Если сравнивать Ницше с другими политическими мыслителями, то общим для всех них, в отличие от него, будет, пожалуй, признание некой чёткой определённости политического. Таковое чаще всего определялось для них Богом или трансценденцией, или соотносилась с той или иной отдельной специфической сферой человеческой действительности. Политическая мысль, например, (у Гегеля) может воплощаться в проектировании стабильных и становящихся тотальностей; тогда в качестве систематического целого она есть выражение самосознания некоей фактической действительности, выполняет функции какого-то частного оправдания или опровержения и преисполнена субстанциальным сознанием того объемлющего, которое существует. Либо она (у Макиавелли) может разворачиваться, рассматривая частные реальности и их значение для собственного законодательства власти; тогда разрабатывается типология ситуаций и правил поведения, как в смысле политической техники, так и в смысле непосредственной апелляции к нерационализируемым до конца действиям, вытекающим из воли к власти, присутствия духа или храбрости. Ницше не идёт ни одним из этих путей, не создавая ни конструктивного целого, как Гегель, ни практической политики, как Макиавелли. Он мыслит, движимый всеобъемлющей заботой о человеческом бытии, ещё, или уже, не обладая какой-либо объемлющей субстанцией. Он продумывает определяющий первоисток политических событий, методически не углубляясь в отдельные конкретные моменты реального политического поведения, которое можно ежедневно наблюдать в борьбе сил и столкновениях людей. Он хочет породить движение, которое коснулось бы последних оснований человеческого бытия, своей мыслью вовлечь в это движение слушающих и понимающих его людей, без того, чтобы содержание этого движения уже было определено и ограничено государственными, национальными и социологическими рамками. Содержание это, определяющее все суждения, является у него, скорее, всеохватывающей позицией по отношению к бытиюв целом, это уже не только политика, но философия, благодаря которой в изобилии возможностей, лишённом какого-то рационального принципа, противоположные и противоречивые из них могут быть опробованы только под водительством идеи спасения и обогащения человеческого бытия.

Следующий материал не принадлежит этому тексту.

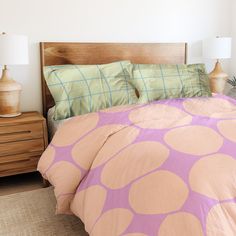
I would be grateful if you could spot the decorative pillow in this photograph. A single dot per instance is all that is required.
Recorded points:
(155, 82)
(80, 89)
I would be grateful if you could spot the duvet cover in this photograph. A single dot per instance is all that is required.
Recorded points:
(167, 168)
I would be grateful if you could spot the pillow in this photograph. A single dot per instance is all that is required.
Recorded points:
(80, 89)
(155, 82)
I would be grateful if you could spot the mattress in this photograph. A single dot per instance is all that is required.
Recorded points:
(53, 125)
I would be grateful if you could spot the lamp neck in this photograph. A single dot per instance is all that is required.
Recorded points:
(5, 76)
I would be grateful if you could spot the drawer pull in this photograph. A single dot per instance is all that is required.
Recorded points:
(17, 132)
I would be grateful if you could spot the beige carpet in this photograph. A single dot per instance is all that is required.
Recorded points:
(32, 214)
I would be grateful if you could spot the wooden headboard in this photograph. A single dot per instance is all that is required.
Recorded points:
(99, 53)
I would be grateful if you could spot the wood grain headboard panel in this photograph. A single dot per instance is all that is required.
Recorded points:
(99, 53)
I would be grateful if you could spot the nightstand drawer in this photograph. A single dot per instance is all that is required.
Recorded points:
(10, 165)
(27, 146)
(20, 132)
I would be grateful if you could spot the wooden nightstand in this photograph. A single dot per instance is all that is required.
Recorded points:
(22, 141)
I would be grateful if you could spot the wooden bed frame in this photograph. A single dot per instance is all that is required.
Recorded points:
(58, 53)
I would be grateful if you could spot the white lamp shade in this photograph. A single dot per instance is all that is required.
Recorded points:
(13, 49)
(217, 48)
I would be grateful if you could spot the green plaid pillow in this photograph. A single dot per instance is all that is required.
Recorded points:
(80, 89)
(155, 82)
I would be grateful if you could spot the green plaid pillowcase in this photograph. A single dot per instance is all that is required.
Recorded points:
(155, 82)
(80, 89)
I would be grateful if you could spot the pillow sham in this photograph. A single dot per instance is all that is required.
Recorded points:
(80, 89)
(155, 82)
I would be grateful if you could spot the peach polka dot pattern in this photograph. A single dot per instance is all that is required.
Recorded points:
(151, 117)
(84, 202)
(83, 155)
(181, 224)
(195, 140)
(135, 234)
(212, 176)
(113, 222)
(159, 169)
(221, 220)
(228, 129)
(154, 154)
(47, 159)
(70, 133)
(210, 107)
(64, 176)
(122, 139)
(156, 190)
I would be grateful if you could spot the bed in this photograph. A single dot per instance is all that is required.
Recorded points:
(165, 168)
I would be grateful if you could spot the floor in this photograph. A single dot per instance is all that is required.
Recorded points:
(20, 183)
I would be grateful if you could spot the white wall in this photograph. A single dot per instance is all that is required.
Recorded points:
(109, 21)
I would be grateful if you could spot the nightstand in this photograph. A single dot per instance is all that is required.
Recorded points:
(22, 141)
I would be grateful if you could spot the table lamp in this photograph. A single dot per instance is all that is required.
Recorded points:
(217, 48)
(13, 51)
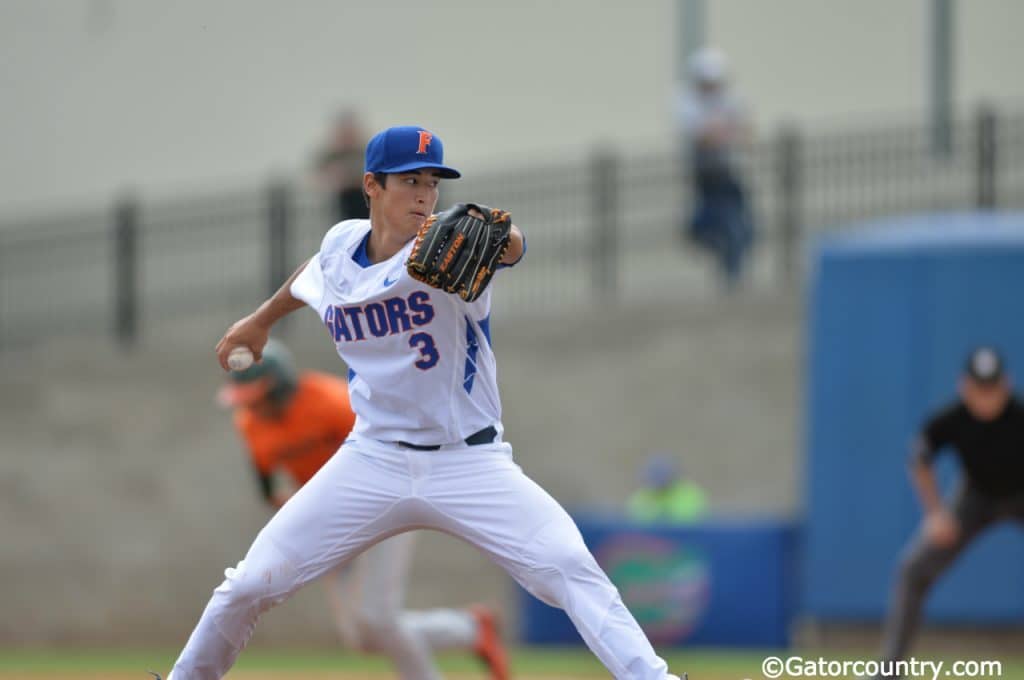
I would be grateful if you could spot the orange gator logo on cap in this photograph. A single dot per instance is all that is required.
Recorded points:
(425, 138)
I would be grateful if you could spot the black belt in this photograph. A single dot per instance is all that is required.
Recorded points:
(486, 435)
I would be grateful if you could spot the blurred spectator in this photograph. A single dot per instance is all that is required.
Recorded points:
(666, 495)
(715, 128)
(339, 168)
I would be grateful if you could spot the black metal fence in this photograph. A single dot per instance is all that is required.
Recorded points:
(600, 229)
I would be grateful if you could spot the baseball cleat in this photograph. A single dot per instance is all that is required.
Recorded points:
(488, 643)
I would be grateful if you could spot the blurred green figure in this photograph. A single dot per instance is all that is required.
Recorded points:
(666, 495)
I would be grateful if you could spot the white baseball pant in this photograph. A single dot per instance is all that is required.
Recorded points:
(370, 491)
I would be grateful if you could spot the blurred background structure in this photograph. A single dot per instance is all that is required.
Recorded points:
(158, 185)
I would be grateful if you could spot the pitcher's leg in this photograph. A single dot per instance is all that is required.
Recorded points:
(340, 511)
(527, 533)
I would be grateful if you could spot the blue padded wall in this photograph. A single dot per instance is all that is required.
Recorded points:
(894, 307)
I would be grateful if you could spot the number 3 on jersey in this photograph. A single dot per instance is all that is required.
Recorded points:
(428, 350)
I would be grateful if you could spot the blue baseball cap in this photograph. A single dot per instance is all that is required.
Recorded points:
(404, 149)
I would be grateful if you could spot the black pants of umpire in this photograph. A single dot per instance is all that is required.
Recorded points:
(925, 562)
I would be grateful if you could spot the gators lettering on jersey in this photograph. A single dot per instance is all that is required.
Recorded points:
(421, 368)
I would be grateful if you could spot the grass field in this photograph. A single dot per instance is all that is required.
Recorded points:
(529, 664)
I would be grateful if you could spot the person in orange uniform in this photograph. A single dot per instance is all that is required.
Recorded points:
(292, 424)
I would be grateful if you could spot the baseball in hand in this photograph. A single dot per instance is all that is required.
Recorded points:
(240, 358)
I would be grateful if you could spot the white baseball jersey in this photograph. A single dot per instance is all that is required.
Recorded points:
(421, 367)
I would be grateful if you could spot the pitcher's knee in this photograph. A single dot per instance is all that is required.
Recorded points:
(249, 587)
(560, 568)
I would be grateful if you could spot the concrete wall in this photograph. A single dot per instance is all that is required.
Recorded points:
(169, 96)
(124, 494)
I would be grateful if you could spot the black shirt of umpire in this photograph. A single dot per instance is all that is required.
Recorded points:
(991, 453)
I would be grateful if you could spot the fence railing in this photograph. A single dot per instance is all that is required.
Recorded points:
(600, 229)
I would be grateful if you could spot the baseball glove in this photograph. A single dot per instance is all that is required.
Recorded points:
(459, 253)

Поэтому по сравнению с великими традиционными научно-политическими и философско-историческими конструкциями в политической мысли Ницше неизбежно отсутствуют последовательная дедукция и устойчивая понятийная система. Тем не менее она порождает некую совершенно однородную атмосферу, хотя и избегает каких бы то ни было содержательно однозначных высказываний. Подобно буре способна эта мысль пронестись через душу, но она невразумительна, если ждать от её содержания и понятий ясности и однозначности. В той мере, в какой политическая мысль Ницше стремится создать такую атмосферу, она избегает всего, что могло бы выглядеть подобно доктрине. Самые различные возможности опробуются на равных правах, не сходясь воедино в какой-либо однозначной цели. Понятия отказываются выражать некую постоянную истину. Кажется, что они предлагают себя в качестве бесконечно гибкого средства в руках доминирующей, ничем не связанной воли к мышлению. При этом в формулировках они достигают максимума суггестивного эффекта. Лишь тот, кто соединяет способность преобразованияс этой силой выражения, лишь тот усваивает смысл такого рода мышления.

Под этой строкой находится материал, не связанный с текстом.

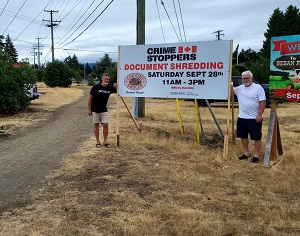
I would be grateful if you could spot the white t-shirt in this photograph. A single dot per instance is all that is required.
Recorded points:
(249, 98)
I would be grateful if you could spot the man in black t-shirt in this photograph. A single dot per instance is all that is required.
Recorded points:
(97, 103)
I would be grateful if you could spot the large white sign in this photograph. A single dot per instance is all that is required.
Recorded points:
(181, 70)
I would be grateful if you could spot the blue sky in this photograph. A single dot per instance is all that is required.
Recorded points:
(90, 29)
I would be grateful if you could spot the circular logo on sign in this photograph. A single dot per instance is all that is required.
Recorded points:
(135, 81)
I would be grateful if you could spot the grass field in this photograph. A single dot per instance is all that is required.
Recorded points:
(162, 182)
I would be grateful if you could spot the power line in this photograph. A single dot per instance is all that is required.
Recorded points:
(177, 19)
(4, 7)
(52, 24)
(28, 26)
(90, 23)
(162, 3)
(77, 22)
(218, 34)
(162, 31)
(14, 17)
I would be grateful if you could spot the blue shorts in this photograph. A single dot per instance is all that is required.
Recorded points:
(248, 126)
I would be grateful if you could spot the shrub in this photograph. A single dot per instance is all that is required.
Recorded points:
(57, 74)
(12, 85)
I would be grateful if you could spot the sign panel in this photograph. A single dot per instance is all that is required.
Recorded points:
(285, 68)
(182, 70)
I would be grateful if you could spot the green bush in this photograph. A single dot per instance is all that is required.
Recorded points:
(12, 85)
(57, 74)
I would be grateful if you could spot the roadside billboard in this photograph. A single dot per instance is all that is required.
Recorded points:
(178, 70)
(285, 68)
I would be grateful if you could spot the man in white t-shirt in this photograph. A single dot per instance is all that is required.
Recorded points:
(252, 103)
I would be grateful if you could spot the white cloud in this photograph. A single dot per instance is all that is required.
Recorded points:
(242, 21)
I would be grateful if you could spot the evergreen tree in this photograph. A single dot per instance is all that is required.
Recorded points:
(10, 49)
(1, 43)
(280, 24)
(13, 96)
(247, 55)
(73, 63)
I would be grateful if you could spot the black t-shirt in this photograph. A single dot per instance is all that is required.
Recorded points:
(100, 97)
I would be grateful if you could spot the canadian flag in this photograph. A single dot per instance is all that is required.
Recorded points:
(187, 49)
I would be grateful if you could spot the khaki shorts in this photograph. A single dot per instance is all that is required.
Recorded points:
(102, 118)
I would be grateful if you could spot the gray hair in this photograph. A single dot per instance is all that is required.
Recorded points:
(248, 72)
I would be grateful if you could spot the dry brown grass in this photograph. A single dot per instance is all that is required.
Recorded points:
(40, 109)
(161, 182)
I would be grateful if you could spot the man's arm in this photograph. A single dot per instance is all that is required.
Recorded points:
(261, 108)
(115, 85)
(90, 105)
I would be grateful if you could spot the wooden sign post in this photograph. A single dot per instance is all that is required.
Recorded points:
(273, 142)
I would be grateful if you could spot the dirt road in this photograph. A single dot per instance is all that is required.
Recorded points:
(27, 158)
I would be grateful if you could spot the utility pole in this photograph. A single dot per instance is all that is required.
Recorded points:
(52, 24)
(140, 39)
(33, 56)
(38, 46)
(218, 32)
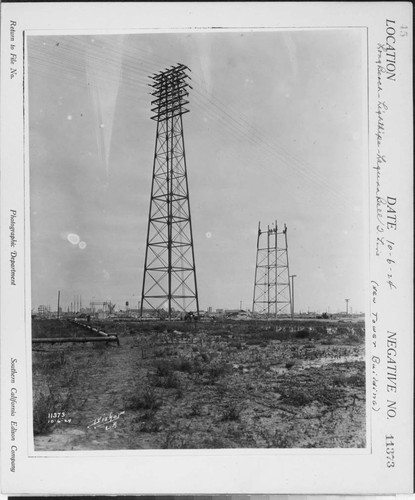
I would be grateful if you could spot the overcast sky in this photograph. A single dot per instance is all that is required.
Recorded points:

Так как не разрушая ницшевой мысли невозможно сделать из политики Ницше рациональной системы, своеобразие этой волящей мысли в определённости её живой, непонятийной направленности можно почувствовать, лишь отыскивая проявляющиеся в ней противоположности.

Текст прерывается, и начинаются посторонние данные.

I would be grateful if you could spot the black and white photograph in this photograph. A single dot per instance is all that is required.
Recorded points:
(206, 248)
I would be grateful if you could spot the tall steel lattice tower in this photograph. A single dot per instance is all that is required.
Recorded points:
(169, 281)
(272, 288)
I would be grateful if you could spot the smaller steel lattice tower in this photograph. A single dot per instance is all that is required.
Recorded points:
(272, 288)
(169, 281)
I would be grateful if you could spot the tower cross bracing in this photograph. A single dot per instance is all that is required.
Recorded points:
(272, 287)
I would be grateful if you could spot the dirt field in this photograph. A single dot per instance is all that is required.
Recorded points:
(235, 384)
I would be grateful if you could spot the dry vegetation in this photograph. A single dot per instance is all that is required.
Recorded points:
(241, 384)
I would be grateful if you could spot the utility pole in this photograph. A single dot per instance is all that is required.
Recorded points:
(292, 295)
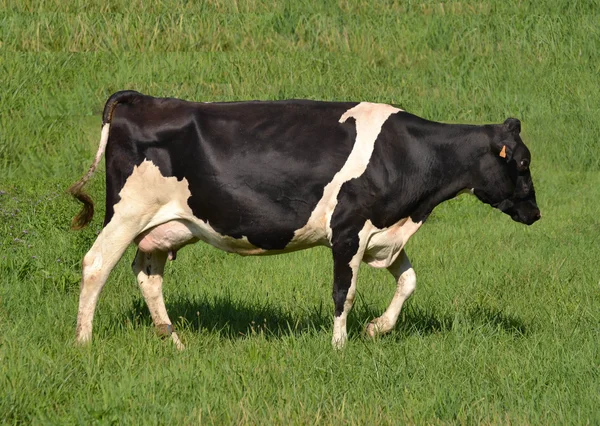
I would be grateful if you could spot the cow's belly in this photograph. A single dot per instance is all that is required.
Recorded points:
(385, 245)
(175, 234)
(167, 237)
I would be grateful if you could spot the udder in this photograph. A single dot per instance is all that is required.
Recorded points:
(168, 237)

Взгляды Ницше на политическую действительность

Идеи Ницше ориентированы на изначальные и сохраняющиеся неизменными необходимые структуры человеческих отношений, прежде всего на государство и на войну и мир, а вслед за тем на текущие политические состояния – европейскую демократию. Существенны для такого рода мысли как раз не конкретная определённость её того или иного частного содержания, но масштабные взглядыкак таковые, в которых только и может возникнуть сюжет большой политики.

Изначальные необходимые структуры всех человеческих отношений

Границы человеческого вот-бытия, в которых и благодаря которым оно есть, образуются благодаря необходимости существования некоей суверенной инстанции управления, т. е. государства, и, далее, постоянной возможностью войны или мира. Ницше редко говорит о значении государства и войны в их конкретно-исторической форме и эволюции и о том решающем воздействии, которое они оказывают на исторические обстоятельства. Скорее, он философствует и имеет в виду главным образом всеобщую пограничную ситуацию, в которой пребывает человек.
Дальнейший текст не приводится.